Lions feed on all kinds of animals including antelope, zebra, giraffe, wildebeest and buffalo, and will sometimes attack rhino, hippos or even elephants, particularly when there is a shortage of food. Male lions which are not part of a pride will often scavenge up to 50% of their food by driving cheetah, leopard and hyenas off their kill and will also resort to eating small mammals such as warthog, rabbits, tortoises and even mice.
Unfortunately for them, they will also happily attack domestic animals such as sheep, cattle and goats which are very easy to catch, and this is one of the factors responsible for their diminishing numbers in the wild. As pastoral settlements encroach on their range lions are increasingly coming into conflict with farmers who regard them as thieving vermin and kill them indiscriminately.

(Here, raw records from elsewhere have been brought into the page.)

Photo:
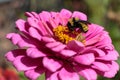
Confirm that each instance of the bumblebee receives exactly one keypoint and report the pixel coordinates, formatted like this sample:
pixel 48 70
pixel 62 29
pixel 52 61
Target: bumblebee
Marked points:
pixel 77 23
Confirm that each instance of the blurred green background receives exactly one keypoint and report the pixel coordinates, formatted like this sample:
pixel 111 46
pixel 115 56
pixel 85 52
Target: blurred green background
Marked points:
pixel 103 12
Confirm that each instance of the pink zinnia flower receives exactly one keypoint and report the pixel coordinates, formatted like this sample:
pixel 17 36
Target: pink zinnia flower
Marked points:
pixel 46 45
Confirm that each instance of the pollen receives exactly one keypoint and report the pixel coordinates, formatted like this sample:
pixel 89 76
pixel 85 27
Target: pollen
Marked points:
pixel 63 34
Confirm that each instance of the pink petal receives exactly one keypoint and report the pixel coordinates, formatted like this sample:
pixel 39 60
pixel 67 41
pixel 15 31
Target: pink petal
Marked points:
pixel 93 40
pixel 35 53
pixel 23 63
pixel 53 44
pixel 68 75
pixel 68 53
pixel 111 55
pixel 20 24
pixel 45 16
pixel 88 74
pixel 51 64
pixel 100 66
pixel 34 33
pixel 48 39
pixel 75 45
pixel 14 53
pixel 52 76
pixel 98 52
pixel 66 13
pixel 20 40
pixel 79 15
pixel 113 70
pixel 59 48
pixel 94 30
pixel 34 73
pixel 85 59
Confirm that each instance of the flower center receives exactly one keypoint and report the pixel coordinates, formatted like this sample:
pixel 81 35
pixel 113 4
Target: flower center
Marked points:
pixel 63 34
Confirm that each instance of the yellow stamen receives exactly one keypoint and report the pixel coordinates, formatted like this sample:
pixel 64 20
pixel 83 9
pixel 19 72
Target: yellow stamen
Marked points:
pixel 63 34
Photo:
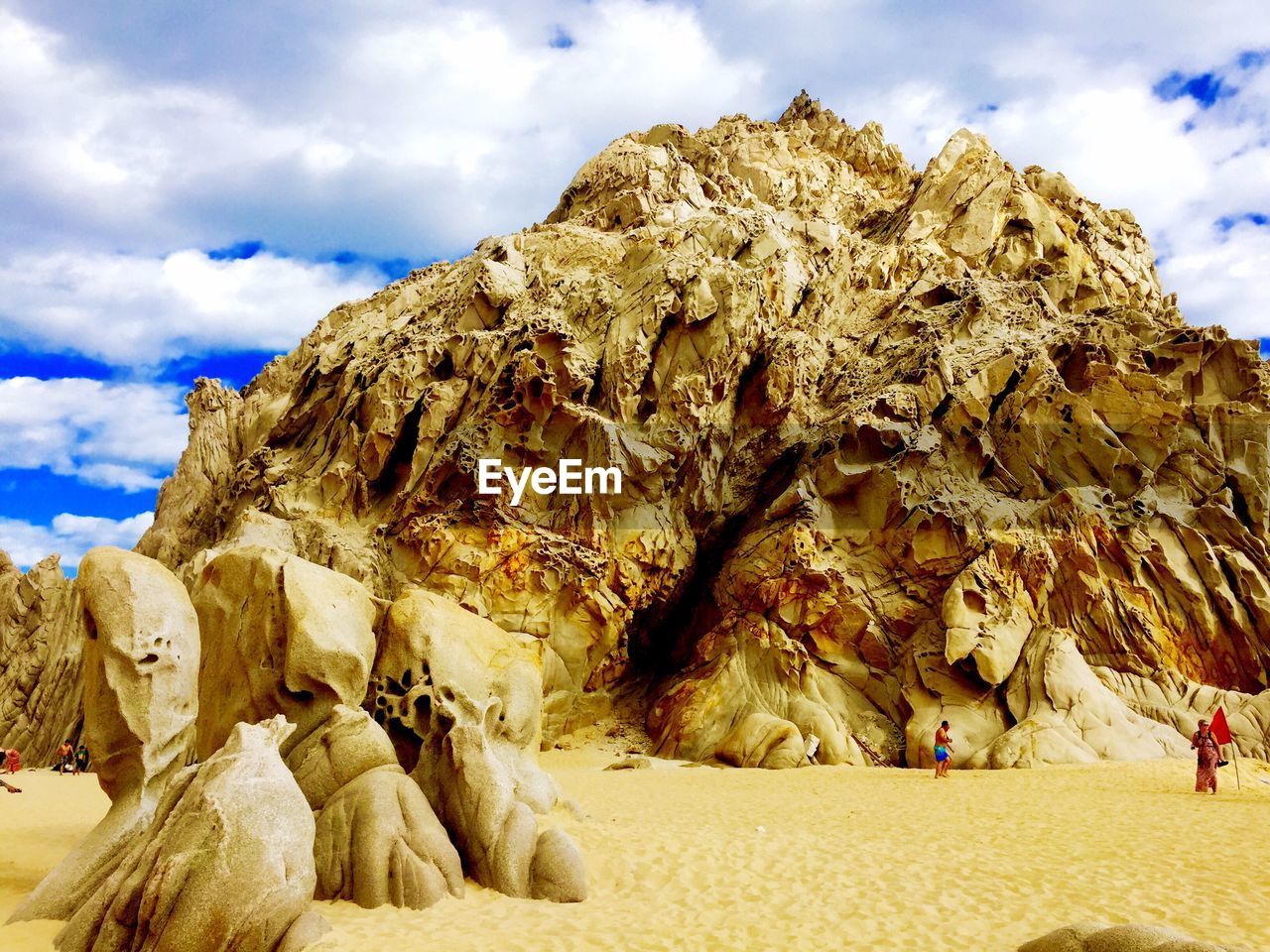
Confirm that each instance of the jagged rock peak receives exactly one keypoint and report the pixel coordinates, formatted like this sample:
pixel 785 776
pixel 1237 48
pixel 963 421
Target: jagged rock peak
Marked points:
pixel 896 447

Currently there are several initiatives which are trying to change the tide by educating local people about the importance of protecting lions in the wild, and some small success has been achieved. However, conservation is an expensive business – if you would like to assist you can donate online or volunteer your time.
Although humans have hunted and persecuted lions for centuries, lions seldom regard humans as prey.
One notable exception to the general rule was a pair of mane-less male lions in Tsavo in Kenya who developed a distinct taste for human flesh back in 1898. At that time a railway line was under construction to link Kenya to Uganda and the famous Tsavo Man-Eaters discovered that the construction workers were easy prey; at least 35 (some sources put the figure at 135!) unfortunate men were killed and devoured over a nine-month period before the pair of enormous lions were shot. A movie was made in 1996 based on these events – The Ghost and the Darkness starring Michael Douglas.